Set-builder notation

Another piece of set theory that you may not have seen before is set-builder notation. You've probably seen sets defined like this:

A = {3, 4, 5}
B = {positive integers}
C = {0, 1, 4, 9, 16, 25, ....}

The first two methods work well for small finite sets and for sets that are easy to describe in words. The third notation is fine if it's easy to see the pattern, but it can be unclear if the pattern is complex or not obvious. Set-builder notation gives us a precise way to define a wider variety of sets.

Here's an example

\(A = \{(x,y) \in \mathbb{R}^2 \ \mid \ x = y^2\}\)

The part before the separator (|) describes a general class of objects, pairs of real numbers in this case. The part after the separator contains constraints that objects in the set must satisfy. You can think of the process as enumerating all objects in the general class, and then using the constraints to filter out just the objects that we want to put into the set. So A contains pairs of real numbers for which the first coordinate is the square of the second coordinate (e.g. (4,2)).

The distinction between the two halves of the notation is a bit fuzzy. So we could also define our set A like this:

\(A = \{(x,y) \ \mid \ x \in \mathbb{R}, y \in \mathbb{R}, \text{ and } x = y^2\}\)

Also notice that a colon (:) is sometimes used as the separator. This is particularly likely when the vertical bar is being used for something other purpose. For example, this set B contains pairs of integers where the first integer divides the second one (e.g. (3,6)).

\( B = \{(p,q) \in \mathbb{Z}^2 \ : \ p | q \}\)

Figure out the sets from section 5.10

Let's consider the following two sets. I claim that \(A \subseteq B \).

\(A = \{\lambda(2,3) + (1 - \lambda)(7,4) \ \mid\ \lambda \in [0,1] \}\)

\(B = \{(x,y) \ \mid \ x,y \in \mathbb{R}, x \ge 0, \text{ and } y \ge 0 \}\)

Gulp.
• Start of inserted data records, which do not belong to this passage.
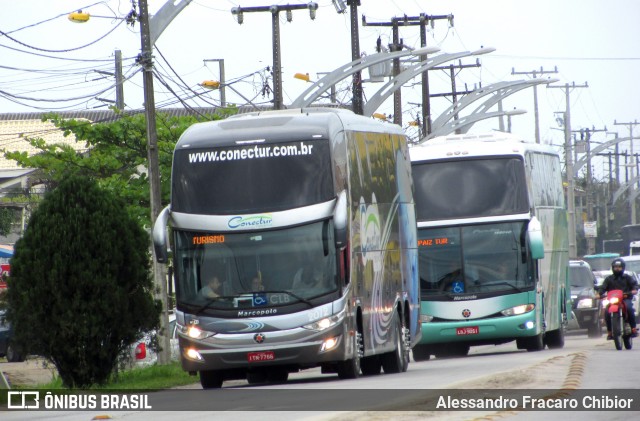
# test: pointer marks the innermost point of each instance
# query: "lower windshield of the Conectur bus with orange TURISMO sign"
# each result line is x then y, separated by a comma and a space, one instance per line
253, 270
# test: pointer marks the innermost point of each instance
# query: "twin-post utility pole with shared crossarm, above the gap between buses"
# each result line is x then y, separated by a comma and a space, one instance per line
397, 45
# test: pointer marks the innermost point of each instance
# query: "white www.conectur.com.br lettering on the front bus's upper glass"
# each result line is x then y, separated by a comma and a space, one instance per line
251, 152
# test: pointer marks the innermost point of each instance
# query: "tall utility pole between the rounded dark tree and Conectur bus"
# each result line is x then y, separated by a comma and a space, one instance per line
145, 59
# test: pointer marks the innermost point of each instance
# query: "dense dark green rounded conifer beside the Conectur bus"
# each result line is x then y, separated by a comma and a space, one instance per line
80, 286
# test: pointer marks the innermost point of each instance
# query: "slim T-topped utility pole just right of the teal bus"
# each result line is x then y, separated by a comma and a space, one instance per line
571, 199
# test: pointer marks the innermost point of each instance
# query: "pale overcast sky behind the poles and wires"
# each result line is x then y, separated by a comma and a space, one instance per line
589, 41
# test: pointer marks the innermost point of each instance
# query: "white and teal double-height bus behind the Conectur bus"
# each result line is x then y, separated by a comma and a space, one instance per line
493, 244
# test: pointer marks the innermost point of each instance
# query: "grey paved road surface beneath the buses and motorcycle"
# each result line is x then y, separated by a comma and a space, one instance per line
584, 363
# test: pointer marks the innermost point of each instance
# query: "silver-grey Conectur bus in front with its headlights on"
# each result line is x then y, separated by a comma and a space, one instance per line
306, 218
What's in these sets anyhow? Probably useful to figure that out, so that we can feel confident that my claim is correct, before trying to prove it.

The set B is the upper right quadrant.

A contains all the things you get when you put values for lambda into this expression: \(\lambda(2,3) + (1 - \lambda)(7,4) \). Be quiet if you recognize what this is, so the rest of us can figure it out.

Remember that [0,1] is the interval of the real line between 0 and 1, including both endpoints. So \(\lambda\) is a real number. That means that \(\lambda(2,3)\) is a real number multiplied by a vector, i.e. equal to \((2\lambda,3\lambda)\).

Suppose we set \(\lambda = 1/2\). Then \(\lambda(2,3) + (1 - \lambda)(7,4) = 1/2(2,3) + 1/2(7,4) = (1, 1.5) + (3.5, 2) = (4.5,3.5) \)

We can make a table of what this expression produces for various values of \(\lambda\). Notice that the set definition says that \(\lambda\) must live in the range [0,1].

\(\lambda\) \(1-\lambda\) \(\lambda(2,3) + (1 - \lambda)(7,4) \)
0 1 (7,4)
1/3 2/3 (5.33, 3.67)
1/2 1/2 (4.5, 3.5)
2/3 1/3 (3.67, 3.33)
1 0 (2,3)

And then sketch these on a handy scrap of paper.

Aha, if we filled in a few more dots, this looks like it might be a line segment. And the line segment looks like it lives in the upper right quadrant. Strictly speaking, our proof of the claim (next video) won't need this geometric description. But it helps make the claim seem sensible rather than just some game with equations.